Scaling Masterbranch with Siena

Pablo Villalba September 17 2009

I’d like to share with you some of the amazing technology the guys at Masterbranch are putting together. They were so kind to accept an interview from our team.

Masterbranch is a new web application that builds an online CV based on your activity as a programmer in the Internet in a graphical and easy way. Open-source contributors can show and prove all the work they did for all those projects.

As a programmer, what matters is not what you say about yourself, but what you actually did. The facts prove your experience.

In Open Source projects the work is public. It is possible to know exactly the contributions of each programmer. Masterbranch tracks the activity of the Open Source contributors, as well as activity in Q&A, blogs, mailing lists, etc. With all this, Masterbranch builds an online CV continuously updated with your real experience.

It’s also possible to follow the activity of interesting people or projects, in a twitter-like way.

But then, the scaling problem arises. Masterbranch is tracking, from day one, 130,000 projects. Updates are gathered in real-time and there’s tons of data involved to process and display. In order to avoid the fail whale when dealing with big data sets, Masterbranch developed their own persistence API. They required good performance even with big datasets of information and, as a startup company, development times are critical.

That’s how Siena, their own ORM, was born. Scaling and ease of use have been the main goals for it.

What is a persistence API, and how is it used?

A persistence API is a piece of code that helps programmers develop against a database. The persistence API abstracts you from the database letting you write the same code no matter wich kind of database you are using. It also hides the complexity of the database so you will make less errors and you will develop faster.

In which ways is Siena different to other persistence APIs?

Siena has been designed with the ease of use in mind. Siena has less features than other persistence APIs, but it’s far easier to use than other persistence APIs.
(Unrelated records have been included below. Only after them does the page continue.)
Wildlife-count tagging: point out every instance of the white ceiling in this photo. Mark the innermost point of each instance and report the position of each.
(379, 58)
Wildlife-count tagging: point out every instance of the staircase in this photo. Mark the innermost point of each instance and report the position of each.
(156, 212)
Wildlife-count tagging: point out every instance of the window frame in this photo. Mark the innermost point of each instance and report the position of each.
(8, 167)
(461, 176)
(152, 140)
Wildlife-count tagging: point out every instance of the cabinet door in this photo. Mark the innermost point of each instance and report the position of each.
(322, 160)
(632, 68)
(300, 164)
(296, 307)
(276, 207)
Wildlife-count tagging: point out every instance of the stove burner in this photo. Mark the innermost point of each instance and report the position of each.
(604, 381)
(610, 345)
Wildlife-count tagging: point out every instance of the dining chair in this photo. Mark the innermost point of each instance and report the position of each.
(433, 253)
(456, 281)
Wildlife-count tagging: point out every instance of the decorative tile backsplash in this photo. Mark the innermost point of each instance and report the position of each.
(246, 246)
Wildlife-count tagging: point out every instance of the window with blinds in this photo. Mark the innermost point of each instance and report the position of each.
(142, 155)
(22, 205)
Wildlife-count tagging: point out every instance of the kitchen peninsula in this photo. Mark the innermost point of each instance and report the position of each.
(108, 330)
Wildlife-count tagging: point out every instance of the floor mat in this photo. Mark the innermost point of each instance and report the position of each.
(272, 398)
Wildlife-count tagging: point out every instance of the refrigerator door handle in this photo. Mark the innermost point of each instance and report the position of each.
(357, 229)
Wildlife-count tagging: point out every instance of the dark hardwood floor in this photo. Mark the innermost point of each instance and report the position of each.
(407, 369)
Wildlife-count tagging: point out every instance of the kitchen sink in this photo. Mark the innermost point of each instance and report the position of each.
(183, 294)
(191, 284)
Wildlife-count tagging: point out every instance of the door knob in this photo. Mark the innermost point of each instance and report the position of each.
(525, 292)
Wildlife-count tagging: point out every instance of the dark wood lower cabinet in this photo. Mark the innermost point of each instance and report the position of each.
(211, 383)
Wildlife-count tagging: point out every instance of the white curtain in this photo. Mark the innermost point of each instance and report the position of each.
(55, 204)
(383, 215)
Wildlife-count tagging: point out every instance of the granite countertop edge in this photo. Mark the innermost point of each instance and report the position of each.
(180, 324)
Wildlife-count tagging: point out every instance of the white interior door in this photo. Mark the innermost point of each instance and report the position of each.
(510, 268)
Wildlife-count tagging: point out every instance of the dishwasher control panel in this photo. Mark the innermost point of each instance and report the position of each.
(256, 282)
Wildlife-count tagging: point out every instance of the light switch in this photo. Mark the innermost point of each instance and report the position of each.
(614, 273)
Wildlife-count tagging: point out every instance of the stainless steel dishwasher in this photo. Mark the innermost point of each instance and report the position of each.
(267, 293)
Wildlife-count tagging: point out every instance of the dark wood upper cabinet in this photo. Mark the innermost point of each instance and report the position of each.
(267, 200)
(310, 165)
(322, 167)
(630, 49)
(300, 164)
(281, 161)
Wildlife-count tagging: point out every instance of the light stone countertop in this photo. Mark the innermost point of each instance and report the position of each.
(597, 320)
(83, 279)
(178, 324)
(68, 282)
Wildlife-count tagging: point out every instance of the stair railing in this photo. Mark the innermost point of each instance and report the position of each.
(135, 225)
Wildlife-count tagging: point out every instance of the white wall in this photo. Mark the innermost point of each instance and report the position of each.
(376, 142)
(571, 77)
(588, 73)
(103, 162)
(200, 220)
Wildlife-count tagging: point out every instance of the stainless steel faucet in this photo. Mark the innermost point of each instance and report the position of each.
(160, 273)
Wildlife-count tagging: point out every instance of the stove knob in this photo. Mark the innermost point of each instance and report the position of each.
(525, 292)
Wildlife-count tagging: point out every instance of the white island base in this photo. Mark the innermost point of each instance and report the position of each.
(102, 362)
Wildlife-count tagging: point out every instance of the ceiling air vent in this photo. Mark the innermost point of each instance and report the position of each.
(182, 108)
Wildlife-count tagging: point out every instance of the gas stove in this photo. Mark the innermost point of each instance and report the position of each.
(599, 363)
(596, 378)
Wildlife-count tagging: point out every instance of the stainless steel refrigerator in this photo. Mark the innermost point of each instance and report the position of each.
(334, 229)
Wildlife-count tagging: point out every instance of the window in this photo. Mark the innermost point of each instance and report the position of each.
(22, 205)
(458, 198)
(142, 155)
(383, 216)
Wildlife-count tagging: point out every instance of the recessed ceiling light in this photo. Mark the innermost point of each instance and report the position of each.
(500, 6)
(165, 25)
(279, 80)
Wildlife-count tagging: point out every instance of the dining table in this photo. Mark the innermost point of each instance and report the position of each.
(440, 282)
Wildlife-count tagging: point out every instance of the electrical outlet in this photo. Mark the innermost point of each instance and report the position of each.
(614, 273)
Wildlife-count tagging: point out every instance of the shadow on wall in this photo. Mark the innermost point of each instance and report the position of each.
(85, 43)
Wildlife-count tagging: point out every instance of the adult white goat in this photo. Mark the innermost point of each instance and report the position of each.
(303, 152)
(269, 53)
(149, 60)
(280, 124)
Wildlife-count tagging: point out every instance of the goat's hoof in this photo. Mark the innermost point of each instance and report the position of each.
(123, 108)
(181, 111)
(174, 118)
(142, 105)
Less code means fewer errors and faster development.

Siena purposedly avoids “features” that are considered as bas practices for big databases, as they’d decrease performance and make scaling impossible.

Why did you develop your own persistence API?

Other persistence APIs make you write boilerplate code so developing with them is error-prone, and it takes a lot of time even to develop the simplest tasks.

We realized that we needed a better persistence API. We wanted a simpler persistence API to develop faster and without errors, and we also wanted a persistence API that let us do only those things that perform well with big datasets.

Which kind of projects would Siena be best suited for?

Siena can be used in any kind of projects that need a database to store data. But is best suited for web applications that need to handle a lot of data. If your application is going to handle a small dataset, you are better off with other persistence technology.